- Born: April 17, 1944 (age 80) Fairbury, Illinois
- Awards: Fellow, AAAS (2019) Fellow, AFS (2018) Fulbright Scholar (2020)

Academic background
- Education: Illinois State University (BS) University of Illinois (MS, PhD)
- Doctoral advisor: Phil Smith

Academic work
- Discipline: Ichthyology
- Institutions: University of Florida Illinois Natural History Survey Florida Museum of Natural History
- Main interests: Taxonomy, evolution, and ecology of freshwater fishes.
- Website: www.floridamuseum.ufl.edu/people/larry-page/

= Lawrence M. Page =

American ichthyologist (born 1944)

Lawrence M. Page (born April 17, 1944) is an American ichthyologist. He is a principal scientist emeritus at the Illinois Natural History Survey, an affiliate professor at the University of Florida, and the Curator of Fishes at the Florida Museum of Natural History. He also served as the project director for iDigBio from 2011 to 2019. Over the course of his career he has published over 200 papers and nine books.

==Early life and education==
Page was born in Fairbury, Illinois and grew up in Lexington. After developing an childhood interest in identifying fish he obtained a Bachelor of Science in biology from Illinois State University in 1966. He graduated from the University of Illinois Urbana-Champaign with a Master of Science in zoology in 1968 and a Ph.D. in zoology in 1972.

==Career==
After finishing graduate school, Page joined the Illinois Natural History Survey (INHS) to work on statewide surveys of the fish species present in Illinois.
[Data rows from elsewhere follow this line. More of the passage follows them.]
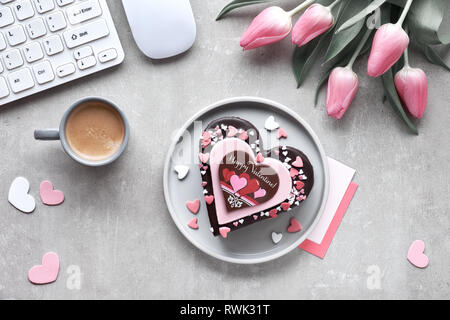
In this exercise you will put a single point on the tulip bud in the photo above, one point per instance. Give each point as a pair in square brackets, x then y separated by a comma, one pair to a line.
[412, 87]
[342, 88]
[316, 20]
[389, 43]
[271, 25]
He was employeed as a fish biologist for architectural engineering firm Sargent & Lundy in 1972 and a consultant for the Missouri Botanical Garden from 1973 to 1976. He served as an associate ichthyologist at the University of Kansas from 1979 to 1995. He became a full professor at the University of Illinois in 1980.

In 1989 Page became the director of the INHS, a position he held until 1996. He became a principal scientist emeritus at the INHS in 2001. His work at the INHS cataloguing extant and extirpated fish species within Illinois resulted in the publication of An Atlas of Illinois Fishes in 2022.

In 2005 Page became the Curator of Fishes at the Florida Museum of Natural History, where he continues to work. He served as the director of iDigBio, a National Science Foundation specimen curation project, from 2011 to 2019.

==Awards and recognition==
- Fellow, American Association for the Advancement of Science (2019)
- Fellow, American Fisheries Society (2018)
- Fulbright award for the study of freshwater fish in Thailand (2020)
- Robert K. Johnson Award, American Society of Ichthyologists and Herpetologists (2014)
- Gibbs Award, American Society of Ichthyologists and Herpetologists

==Bibliography==

- Page, Lawrence (1983). "Handbook of Darters"
- Lindquist, David (1984). "Environmental biology of darters. Developments in Environmental Biology of Fishes."
- Page, Lawrence (1985). "The Crayfishes and Shrimps (Decapoda) of Illinois"
- Lawrence, Page (1991). "A Field Guide to Freshwater Fishes: North America, North of Mexico"
- Lawrence, Page (2011). "Peterson Field Guide to Freshwater Fishes, Second Edition"
- Page, Lawrence (2013). "Common and Scientific Names of Fishes from the United States, Canada, and Mexico, 7th edition"
- Robins, Robert (2018). "Fishes in the Fresh Waters of Florida"
- Metzke, Brian (2022). "An Atlas of Illinois Fishes: 150 Years of Change"
- Page, Lawrence (2023). "Common and Scientific Names of Fishes from the United States, Canada, and Mexico, 8th edition"

==Taxon described by him==
- See :Category:Taxa named by Lawrence M. Page

== Taxon named in his honor ==
- Hypostomus pagei is a species of catfish in the family Loricariidae. It is native to South America, where it occurs in the basins of the Aroa River, the Tocuyo River, and the Yaracuy River in Venezuela, although it has also been reported from Suriname.